Fourteen transfrontier conservation areas (TFCAs), varying between 2,000 to 400,000 km2 in area, are
under development in southern Africa. Many of these areas include not only state protected areas and
private or community conservancies, but also communal land under traditional small-scale agropastoralism. As a result, conflicts between people and wildlife occur in the form of crop raiding by
large herbivores, losses of livestock to predators, and the transmission of diseases at the interface
between wildlife, livestock and people. Elephants and lions in many of these areas occasionally kill
people.
The wildlife-related problems faced by small scale, mostly subsistence, farmers living on the edge of
protected areas within TFCAs are not trivial. The species primarily involved include elephants,
hippo, buffalo, kudu, bushpig, baboons and large carnivores. During the height of the cropping
season farmers may spend nights attempting to keep elephants out of their fields, but can still loose an
entire crop in a night. Livestock have to be herded during the day and confined to bomas at night but
even then animals are lost to lions, leopards and hyaenas. Loss of a cow or a goat can affect a
household’s ability to purchase food at the end of the dry season or to meet school fees. Mitigating
measures to protect crops, such as electrified fences to protect fields, the use of chilli pepper barriers
and beehives, have achieved varying levels of success. Protection of livestock at night can be
achieved by using appropriately constructed mobile bomas that also serve to create nutrient hotspots
in croplands or grazing areas.
TFCAs aim to facilitate the movement and migrations of wildlife across larger landscapes by
establishing corridors and removing fences, which raises disease control issues at the wildlifelivestock-human interface at local, national and international scales. Several diseases are involved.

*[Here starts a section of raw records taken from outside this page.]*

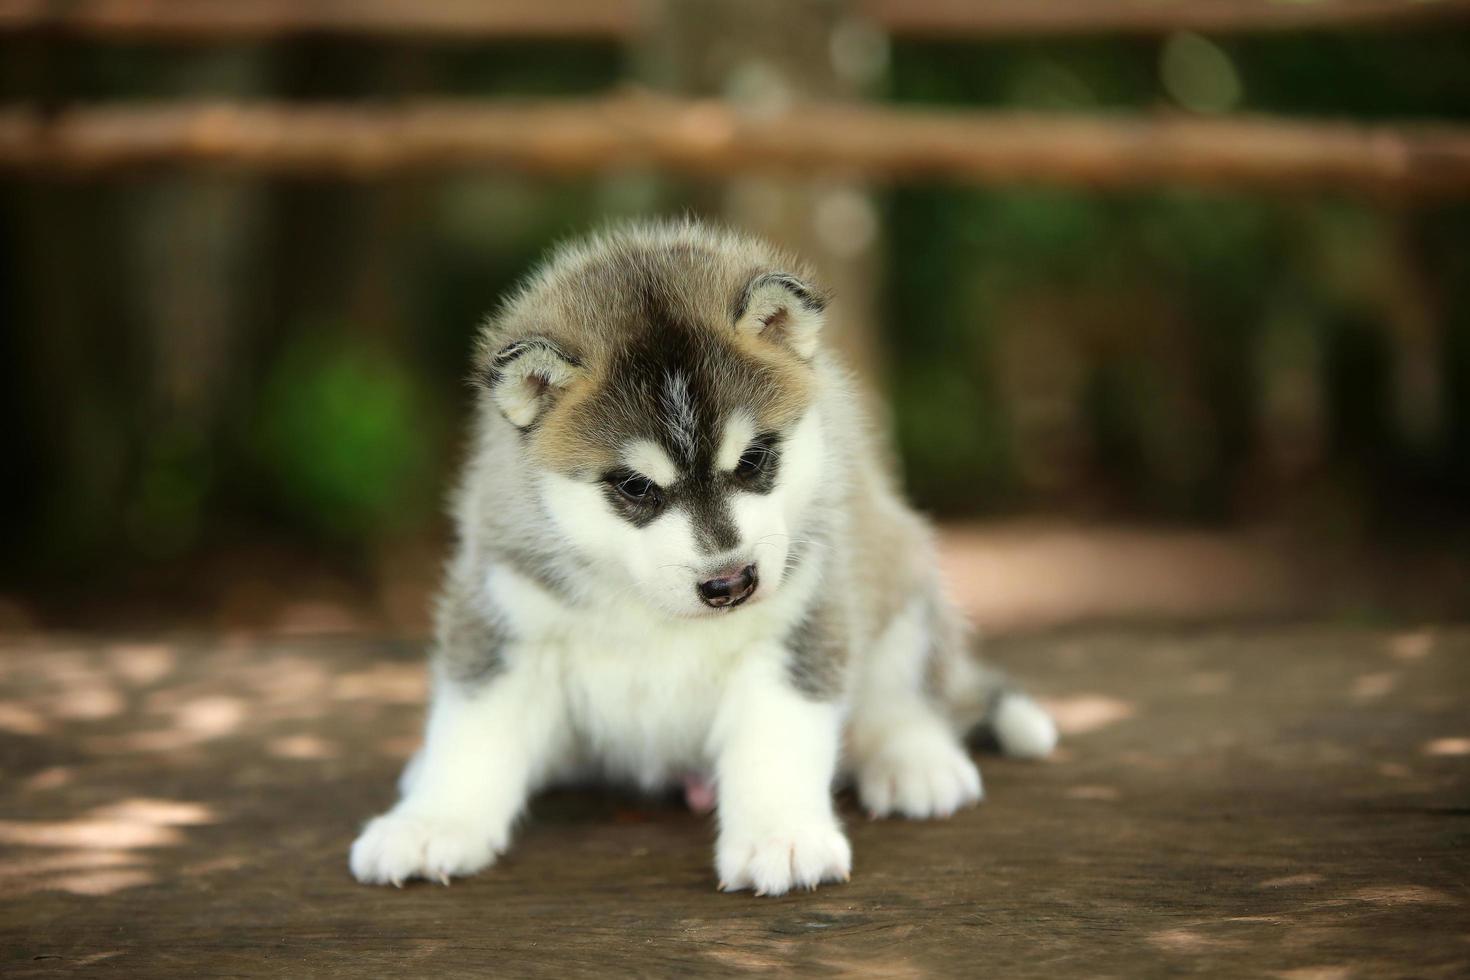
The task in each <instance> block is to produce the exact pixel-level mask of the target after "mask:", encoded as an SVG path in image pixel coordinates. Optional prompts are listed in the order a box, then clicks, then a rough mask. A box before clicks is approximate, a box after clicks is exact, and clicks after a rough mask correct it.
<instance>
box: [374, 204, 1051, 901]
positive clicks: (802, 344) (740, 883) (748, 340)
mask: <svg viewBox="0 0 1470 980" xmlns="http://www.w3.org/2000/svg"><path fill="white" fill-rule="evenodd" d="M825 307H826V295H825V294H823V292H822V289H820V288H817V287H816V285H813V281H811V278H810V276H808V273H807V272H806V270H804V269H803V267H801V266H800V264H798V263H797V262H794V260H791V259H789V257H786V256H782V254H781V253H778V251H775V250H773V248H770V247H769V245H766V244H763V242H760V241H756V239H751V238H747V237H741V235H736V234H731V232H725V231H717V229H713V228H709V226H703V225H697V223H672V225H651V226H629V228H620V229H616V231H612V232H607V234H603V235H598V237H595V238H592V239H589V241H585V242H582V244H576V245H572V247H566V248H562V250H560V251H557V253H556V254H554V256H553V257H551V259H550V262H547V263H545V264H544V267H542V269H541V270H539V272H538V273H535V275H534V276H532V278H531V279H529V281H528V282H526V284H525V285H523V287H522V288H520V289H519V291H517V292H516V294H514V295H513V297H512V298H510V300H509V301H507V303H506V304H504V307H503V309H501V310H500V311H498V313H497V314H495V316H494V317H492V319H491V320H490V322H488V323H487V325H485V328H484V332H482V336H481V344H479V354H478V360H476V378H478V379H479V381H481V383H482V389H481V392H479V397H478V407H476V425H475V436H473V445H472V448H470V455H469V461H467V467H466V472H465V475H463V480H462V483H460V488H459V494H457V498H456V508H454V516H456V520H457V525H459V544H457V548H456V552H454V557H453V560H451V563H450V566H448V572H447V582H445V586H444V592H442V598H441V601H440V607H438V619H437V638H435V648H434V654H432V689H434V693H432V704H431V710H429V718H428V730H426V736H425V746H423V749H422V752H420V754H419V755H417V757H416V758H415V761H413V763H410V764H409V767H407V770H406V771H404V776H403V780H401V785H400V789H401V799H400V801H398V802H397V805H394V807H392V810H390V811H388V813H387V814H384V815H381V817H378V818H376V820H373V821H370V823H369V824H368V826H366V829H365V830H363V833H362V836H360V837H359V839H357V842H356V843H354V845H353V849H351V870H353V874H356V876H357V879H359V880H362V882H373V883H388V882H391V883H394V884H398V883H401V882H404V880H406V879H412V877H425V879H437V880H442V882H448V877H450V876H454V874H472V873H475V871H479V870H481V868H484V867H487V865H490V864H491V862H492V861H494V860H495V855H498V854H500V852H503V851H504V848H506V845H507V842H509V839H510V832H512V824H513V823H514V820H516V817H517V814H519V813H520V811H522V808H523V807H525V804H526V799H528V796H529V795H531V793H532V792H535V790H537V789H538V788H541V786H545V785H548V783H554V782H566V780H578V779H588V777H606V779H613V780H620V782H631V783H635V785H638V786H641V788H645V789H663V788H667V786H675V785H678V783H681V782H686V783H688V785H689V786H691V801H697V799H700V798H703V796H706V795H707V793H706V792H704V790H703V789H701V788H704V786H710V785H713V788H716V789H717V799H719V804H717V813H719V842H717V845H716V854H714V864H716V870H717V873H719V883H720V887H723V889H732V890H734V889H754V890H756V892H757V893H766V895H781V893H784V892H786V890H789V889H792V887H814V886H817V884H819V883H822V882H833V880H845V879H847V877H848V873H850V867H851V849H850V848H848V842H847V837H845V836H844V833H842V827H841V824H839V823H838V818H836V814H835V813H833V805H832V786H833V782H835V780H836V779H838V777H839V774H850V776H851V777H853V779H854V782H856V786H857V792H858V796H860V799H861V802H863V805H864V807H866V808H867V810H869V811H870V813H873V814H875V815H885V814H900V815H904V817H916V818H923V817H947V815H950V814H953V813H954V811H956V810H958V808H961V807H967V805H970V804H973V802H976V801H978V799H979V798H980V776H979V773H978V771H976V767H975V763H973V761H972V760H970V757H969V754H967V752H966V751H964V748H963V743H961V736H963V735H964V732H966V730H967V729H970V727H972V726H975V724H978V723H982V721H985V723H988V724H989V726H991V727H992V730H994V732H995V735H997V738H998V741H1000V743H1001V746H1003V749H1005V751H1007V752H1011V754H1016V755H1030V757H1039V755H1045V754H1047V752H1050V751H1051V748H1053V745H1054V742H1055V729H1054V726H1053V723H1051V720H1050V718H1048V717H1047V714H1045V713H1044V711H1042V710H1041V708H1039V707H1038V705H1036V704H1035V702H1033V701H1030V699H1029V698H1026V696H1025V695H1022V693H1019V692H1016V691H1013V689H1010V688H1008V686H1005V685H1004V683H1003V679H1001V676H1000V674H998V673H997V671H994V670H991V669H988V667H985V666H982V664H979V663H978V661H975V660H973V658H972V657H970V654H969V642H967V638H966V630H964V627H963V623H961V619H960V616H958V614H957V611H956V610H954V608H953V607H951V605H950V602H948V601H947V599H945V598H944V594H942V589H941V585H939V580H938V574H936V566H935V554H933V545H932V541H931V533H929V529H928V527H926V526H925V523H923V520H920V519H919V517H917V516H916V514H914V513H913V511H911V510H910V508H908V507H907V505H906V504H904V502H903V500H901V498H900V497H898V494H897V492H895V489H894V485H892V480H891V478H889V475H888V473H886V470H885V464H883V454H882V453H881V451H879V448H878V447H876V444H875V439H873V436H872V435H870V433H869V430H867V428H866V425H864V422H863V419H861V417H860V411H858V407H857V403H856V398H854V395H853V392H851V388H850V382H848V378H847V376H845V375H844V372H842V369H841V367H838V366H836V364H835V363H833V361H832V359H831V357H829V356H828V354H826V353H825V351H823V350H822V347H820V344H819V334H820V331H822V322H823V309H825Z"/></svg>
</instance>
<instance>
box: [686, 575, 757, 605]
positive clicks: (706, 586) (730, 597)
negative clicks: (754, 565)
mask: <svg viewBox="0 0 1470 980" xmlns="http://www.w3.org/2000/svg"><path fill="white" fill-rule="evenodd" d="M757 582H759V579H757V577H756V566H753V564H748V566H745V567H744V569H741V570H739V572H736V573H735V574H722V576H719V577H714V579H707V580H704V582H700V599H701V601H703V602H704V604H706V605H713V607H714V608H720V607H725V605H739V604H741V602H744V601H745V599H748V598H750V597H751V594H754V592H756V585H757Z"/></svg>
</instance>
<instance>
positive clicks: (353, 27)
mask: <svg viewBox="0 0 1470 980" xmlns="http://www.w3.org/2000/svg"><path fill="white" fill-rule="evenodd" d="M856 7H857V10H860V12H861V13H863V15H866V16H867V18H869V19H872V21H875V22H876V24H879V25H881V26H883V28H885V29H888V31H889V32H892V34H895V35H901V37H1004V35H1048V34H1101V32H1127V34H1166V32H1170V31H1208V32H1238V31H1292V29H1310V28H1330V29H1339V28H1374V29H1382V28H1410V26H1423V25H1432V24H1448V22H1457V21H1458V22H1466V21H1470V0H858V3H856ZM641 9H642V4H639V3H638V0H497V1H494V3H491V1H487V0H0V37H3V35H6V34H19V32H37V31H50V32H57V34H63V35H72V37H97V38H162V40H193V41H201V40H265V38H281V37H291V35H300V34H365V35H390V37H398V35H403V37H409V35H412V37H428V38H440V40H456V38H459V40H487V38H501V37H622V35H628V34H631V32H634V31H635V29H637V26H638V16H639V10H641Z"/></svg>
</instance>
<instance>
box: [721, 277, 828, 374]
mask: <svg viewBox="0 0 1470 980" xmlns="http://www.w3.org/2000/svg"><path fill="white" fill-rule="evenodd" d="M825 309H826V295H825V294H823V292H822V291H820V289H817V288H816V287H813V285H810V284H807V282H804V281H801V279H798V278H797V276H792V275H788V273H785V272H763V273H761V275H759V276H756V278H754V279H751V281H750V282H748V284H747V285H745V289H744V291H742V292H741V297H739V300H738V301H736V303H735V329H736V331H741V332H744V334H751V335H756V336H760V338H763V339H767V341H770V342H773V344H782V345H785V347H789V348H791V350H792V351H795V354H797V357H800V359H803V360H811V356H813V354H816V350H817V335H819V334H820V332H822V320H823V316H822V311H823V310H825Z"/></svg>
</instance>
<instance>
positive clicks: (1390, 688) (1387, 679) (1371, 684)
mask: <svg viewBox="0 0 1470 980" xmlns="http://www.w3.org/2000/svg"><path fill="white" fill-rule="evenodd" d="M1397 686H1398V674H1397V673H1394V671H1392V670H1382V671H1377V673H1372V674H1363V676H1360V677H1358V679H1357V680H1354V682H1352V696H1354V698H1355V699H1357V701H1377V699H1379V698H1382V696H1385V695H1388V693H1389V692H1391V691H1394V688H1397Z"/></svg>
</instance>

The most important of which is Foot and Mouth Disease (FMD), which is transmitted from wildlife to
livestock with serious impacts on beef exports to lucrative markets in Europe and North America.
The primary wild host of FMD is the Cape buffalo - a species that is also of prime importance to the
sport hunting industry and to financial returns from wildlife to local communities living with wildlife.
Given the problems of human-wildlife conflict and disease management, what are the prospects for
people, livestock and wildlife at the interface in TFCAs? Can one farm in a zoo? Are alternative or
compensating livelihood options available if wildlife is maintained outside of strictly protected areas?
Most TFCAs in southern Africa are located in agriculturally marginal lands suited to extensive animal
production. The region’s comparative advantage lies in its charismatic wildlife rather than in beef
exports. However, livestock are an important component of rural livelihoods. The ecological and
economic potential and prospects for multispecies animal production systems that combine both
wildlife and livestock in southern African TFCAs will be examined in the light of existing humanwildlife and disease management conflicts.